It has been 15 years since my whole family has been back to the Philippines for Christmas. We all miss spending time with all of our relatives and loved ones during this most important holiday for Filipino Catholics. When the cousins were little, our family would gather at my Lola's compound in Makati for Christmas Eve. Sometimes we would all go to Simbang Gabi [Midnight Mass] together, but no matter what, we all came back for Noche Buena [Christmas Eve dinner] and opened our presents together.

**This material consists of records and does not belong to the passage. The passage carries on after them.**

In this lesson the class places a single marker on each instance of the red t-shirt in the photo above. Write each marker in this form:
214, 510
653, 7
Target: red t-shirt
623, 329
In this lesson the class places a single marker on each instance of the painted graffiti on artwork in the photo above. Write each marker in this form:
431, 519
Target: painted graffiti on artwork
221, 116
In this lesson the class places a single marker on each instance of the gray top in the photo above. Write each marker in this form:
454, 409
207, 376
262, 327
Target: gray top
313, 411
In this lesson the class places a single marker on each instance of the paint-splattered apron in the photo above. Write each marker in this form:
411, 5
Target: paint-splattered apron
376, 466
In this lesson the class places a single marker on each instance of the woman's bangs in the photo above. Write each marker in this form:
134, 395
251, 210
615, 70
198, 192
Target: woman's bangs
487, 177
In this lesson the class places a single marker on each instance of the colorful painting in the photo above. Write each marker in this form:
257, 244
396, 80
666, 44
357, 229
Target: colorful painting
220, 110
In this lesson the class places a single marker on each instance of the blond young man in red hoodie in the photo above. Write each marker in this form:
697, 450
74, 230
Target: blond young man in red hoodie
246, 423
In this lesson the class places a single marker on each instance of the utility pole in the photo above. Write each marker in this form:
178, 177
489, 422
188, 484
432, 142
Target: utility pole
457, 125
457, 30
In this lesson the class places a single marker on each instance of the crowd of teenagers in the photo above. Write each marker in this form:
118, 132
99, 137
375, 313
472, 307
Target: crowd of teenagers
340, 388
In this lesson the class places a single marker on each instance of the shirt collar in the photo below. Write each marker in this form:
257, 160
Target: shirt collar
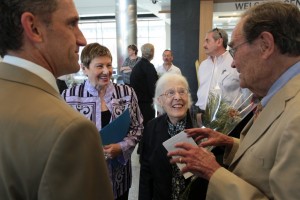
33, 68
281, 81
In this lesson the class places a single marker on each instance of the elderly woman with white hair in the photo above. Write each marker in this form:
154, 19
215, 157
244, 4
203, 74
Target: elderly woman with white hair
158, 178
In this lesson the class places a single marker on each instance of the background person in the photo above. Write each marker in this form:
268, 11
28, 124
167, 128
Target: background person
47, 150
167, 66
129, 63
143, 78
265, 46
158, 178
102, 101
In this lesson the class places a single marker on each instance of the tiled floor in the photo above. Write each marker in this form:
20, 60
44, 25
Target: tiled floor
134, 190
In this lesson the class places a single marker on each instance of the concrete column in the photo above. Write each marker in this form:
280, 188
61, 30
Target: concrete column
126, 17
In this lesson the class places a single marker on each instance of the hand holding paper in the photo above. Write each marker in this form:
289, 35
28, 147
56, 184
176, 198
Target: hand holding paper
170, 146
115, 131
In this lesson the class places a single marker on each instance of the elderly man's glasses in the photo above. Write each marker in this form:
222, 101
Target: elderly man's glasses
171, 92
232, 51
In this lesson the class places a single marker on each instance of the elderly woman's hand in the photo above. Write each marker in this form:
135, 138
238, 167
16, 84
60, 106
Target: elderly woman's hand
112, 150
198, 160
211, 137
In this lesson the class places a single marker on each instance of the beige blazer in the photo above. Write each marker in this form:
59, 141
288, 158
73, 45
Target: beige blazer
47, 150
267, 162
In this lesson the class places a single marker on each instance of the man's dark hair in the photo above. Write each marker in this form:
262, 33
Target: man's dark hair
11, 34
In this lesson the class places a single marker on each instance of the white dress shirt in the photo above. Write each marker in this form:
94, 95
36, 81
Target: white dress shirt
33, 68
218, 75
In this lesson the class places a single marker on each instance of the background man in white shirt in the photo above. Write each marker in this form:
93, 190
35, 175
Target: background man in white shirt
167, 66
216, 73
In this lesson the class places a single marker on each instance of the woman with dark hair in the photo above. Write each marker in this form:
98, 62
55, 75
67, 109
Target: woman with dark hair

One of the things I miss most about the tradition of going to Simbang Gabi is fresh bibingka and puto bumbong. I remember being hurried up the church steps after I stopped to smell the yumminess wafting from the street vendors' carts just outside church. I remember fidgeting more than usual during Mass, knowing that these treats were waiting just beyond the heavy gilded doors. I can almost taste that heavenly first bite of piping hot bibingka. It was the best reward for living through a nearly two-hour Mass.
Christmas 1984 was particularly difficult for my parents. It was our first Christmas in the United States, far away from our relatives, loved ones, and sacred traditions. We were still navigating the social waters of our new country and we didn't know anyone very well. Our downstairs neighbors were kind enough to invite us over for Christmas dinner, but we felt like outsiders in their family celebration. We felt a little stranded; we were most certainly not home for Christmas.
After the party, we all went back upstairs and my mother turned on the Carpenters Christmas album. During this song, my mother suddenly got up and went to the bathroom. I crept up to find that she had left the door ajar, so I peeked in. She was crying into a towel.
This Christmas, my parents will be surrounded by our growing family and counting many blessings. My brother has just bought a new house and is in a healthy new relationship with a woman my mother actually likes. My sister and her husband are expecting a baby girl in February; their combined brood will number five kids. And of course, Dusty and I are bellying up to the festivities with our own wee-beastie-in-the-making. My brother has predicted that my sister and I will be fighting over turkey portions at Noche Buena. I think we should have a turkey just for the almost-four of us.
Although this song still conjures up sad memories for me, it no longer makes me weep openly. Much. Our family is making new memories and traditions, and redefining what it means to be home for Christmas.